Re: [PATCH v3 00/22] Improve scalability of KVM + userfaultfd live migration via annotated memory faults.

David Matlack <dmatlack@xxxxxxxxxx> · Thu, 11 May 2023 12:05:10 -0700

On Thu, May 11, 2023 at 10:33:24AM -0700, Axel Rasmussen wrote:
> On Thu, May 11, 2023 at 10:18 AM David Matlack <dmatlack@xxxxxxxxxx> wrote:
> >
> > On Wed, May 10, 2023 at 2:50 PM Peter Xu <peterx@xxxxxxxxxx> wrote:
> > > On Tue, May 09, 2023 at 01:52:05PM -0700, Anish Moorthy wrote:
> > > > On Sun, May 7, 2023 at 6:23 PM Peter Xu <peterx@xxxxxxxxxx> wrote:
> > >
> > > What I wanted to do is to understand whether there's still chance to
> > > provide a generic solution.  I don't know why you have had a bunch of pmu
> > > stack showing in the graph, perhaps you forgot to disable some of the perf
> > > events when doing the test?  Let me know if you figure out why it happened
> > > like that (so far I didn't see), but I feel guilty to keep overloading you
> > > with such questions.
> > >
> > > The major problem I had with this series is it's definitely not a clean
> > > approach.  Say, even if you'll all rely on userapp you'll still need to
> > > rely on userfaultfd for kernel traps on corner cases or it just won't work.
> > > IIUC that's also the concern from Nadav.
> >
> > This is a long thread, so apologies if the following has already been discussed.
> >
> > Would per-tid userfaultfd support be a generic solution? i.e. Allow
> > userspace to create a userfaultfd that is tied to a specific task. Any
> > userfaults encountered by that task use that fd, rather than the
> > process-wide fd. I'm making the assumption here that each of these fds
> > would have independent signaling mechanisms/queues and so this would
> > solve the scaling problem.
> >
> > A VMM could use this to create 1 userfaultfd per vCPU and 1 thread per
> > vCPU for handling userfault requests. This seems like it'd have
> > roughly the same scalability characteristics as the KVM -EFAULT
> > approach.
> 
> I think this would work in principle, but it's significantly different
> from what exists today.
> 
> The splitting of userfaultfds Peter is describing is splitting up the
> HVA address space, not splitting per-thread.
> 
> I think for this design, we'd need to change UFFD registration so
> multiple UFFDs can register the same VMA, but can be filtered so they
> only receive fault events caused by some particular tid(s).
> 
> This might also incur some (small?) overhead, because in the fault
> path we now need to maintain some data structure so we can lookup
> which UFFD to notify based on a combination of the address and our
> tid. Today, since VMAs and UFFDs are 1:1 this lookup is trivial.
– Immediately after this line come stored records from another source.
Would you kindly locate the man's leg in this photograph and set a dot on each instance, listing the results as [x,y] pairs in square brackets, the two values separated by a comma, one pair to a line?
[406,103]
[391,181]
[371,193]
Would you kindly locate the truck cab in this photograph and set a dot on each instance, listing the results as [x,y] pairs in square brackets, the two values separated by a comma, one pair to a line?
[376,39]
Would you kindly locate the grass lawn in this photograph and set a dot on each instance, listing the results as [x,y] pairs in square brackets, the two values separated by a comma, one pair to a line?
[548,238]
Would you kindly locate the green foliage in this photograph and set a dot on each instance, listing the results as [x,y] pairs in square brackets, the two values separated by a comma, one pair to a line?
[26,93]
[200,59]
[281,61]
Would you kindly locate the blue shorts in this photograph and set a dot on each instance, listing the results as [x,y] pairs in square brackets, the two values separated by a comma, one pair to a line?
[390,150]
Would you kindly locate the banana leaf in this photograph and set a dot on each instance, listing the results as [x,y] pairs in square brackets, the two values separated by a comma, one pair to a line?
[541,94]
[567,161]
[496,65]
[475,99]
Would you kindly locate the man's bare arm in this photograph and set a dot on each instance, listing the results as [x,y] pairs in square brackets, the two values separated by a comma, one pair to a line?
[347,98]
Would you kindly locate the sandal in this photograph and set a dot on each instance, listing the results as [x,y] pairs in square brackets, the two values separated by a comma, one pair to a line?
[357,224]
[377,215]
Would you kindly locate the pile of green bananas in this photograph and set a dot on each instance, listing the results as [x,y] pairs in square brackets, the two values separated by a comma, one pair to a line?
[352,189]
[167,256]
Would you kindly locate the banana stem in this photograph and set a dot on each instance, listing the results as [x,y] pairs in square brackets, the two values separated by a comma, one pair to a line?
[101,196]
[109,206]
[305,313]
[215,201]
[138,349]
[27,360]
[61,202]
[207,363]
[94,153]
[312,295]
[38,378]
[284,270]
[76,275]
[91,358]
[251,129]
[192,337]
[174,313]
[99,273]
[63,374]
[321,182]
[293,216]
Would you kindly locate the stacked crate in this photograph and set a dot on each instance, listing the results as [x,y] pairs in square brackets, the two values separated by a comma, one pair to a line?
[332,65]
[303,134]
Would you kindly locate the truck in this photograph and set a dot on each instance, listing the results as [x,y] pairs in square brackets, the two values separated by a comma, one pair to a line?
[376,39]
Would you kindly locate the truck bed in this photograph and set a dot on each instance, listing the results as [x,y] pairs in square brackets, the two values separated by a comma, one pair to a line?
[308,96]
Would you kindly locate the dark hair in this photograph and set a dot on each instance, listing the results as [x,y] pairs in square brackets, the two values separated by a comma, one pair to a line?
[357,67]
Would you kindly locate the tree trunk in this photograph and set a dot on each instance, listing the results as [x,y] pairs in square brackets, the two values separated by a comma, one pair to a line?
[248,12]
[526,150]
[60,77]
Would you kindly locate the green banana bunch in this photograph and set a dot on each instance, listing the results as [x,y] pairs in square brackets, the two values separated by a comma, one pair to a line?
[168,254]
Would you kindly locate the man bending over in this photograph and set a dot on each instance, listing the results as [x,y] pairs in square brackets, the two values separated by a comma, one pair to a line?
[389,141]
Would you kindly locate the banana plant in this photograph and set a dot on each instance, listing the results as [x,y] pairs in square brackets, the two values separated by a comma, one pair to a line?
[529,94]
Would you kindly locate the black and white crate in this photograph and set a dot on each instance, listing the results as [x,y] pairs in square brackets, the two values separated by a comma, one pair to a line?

I was (perhaps naively) assuming the lookup would be as simple as:

diff --git a/fs/userfaultfd.c b/fs/userfaultfd.c
index 44d1ee429eb0..e9856e2ba9ef 100644
--- a/fs/userfaultfd.c
+++ b/fs/userfaultfd.c
@@ -417,7 +417,10 @@ vm_fault_t handle_userfault(struct vm_fault *vmf, unsigned long reason)
         */
        mmap_assert_locked(mm);

-       ctx = vma->vm_userfaultfd_ctx.ctx;
+       if (current->userfaultfd_ctx)
+               ctx = current->userfaultfd_ctx;
+       else
+               ctx = vma->vm_userfaultfd_ctx.ctx;
        if (!ctx)
                goto out;

> 
> I think it's worth keeping in mind that a selling point of Anish's
> approach is that it's a very small change. It's plausible we can come
> up with some alternative way to scale, but it seems to me everything
> suggested so far is likely to require a lot more code, complexity, and
> effort vs. Anish's approach.

Agreed.

Mostly I think the per-thread UFFD approach would add complexity on the
userspace side of things. With Anish's approach userspace is able to
trivially re-use the vCPU thread (and it's associated pCPU if pinned) to
handle the request. That gets more complicated when juggling the extra
paired threads.

The per-thread approach would requires a new userfault UAPI change which
I think is a higher bar than the KVM UAPI change proposed here.

The per-thread approach would require KVM call into slow GUP and take
the mmap_lock before contacting userspace. I'm not 100% convinced that's
a bad thing long term (e.g. it avoids the false-positive -EFAULT exits
in Anish's proposal), but could have performance implications.

Lastly, inter-thread communication is likely slower than returning to
userspace from KVM_RUN. So the per-thread approach might increase the
end-to-end latency of demand fetches.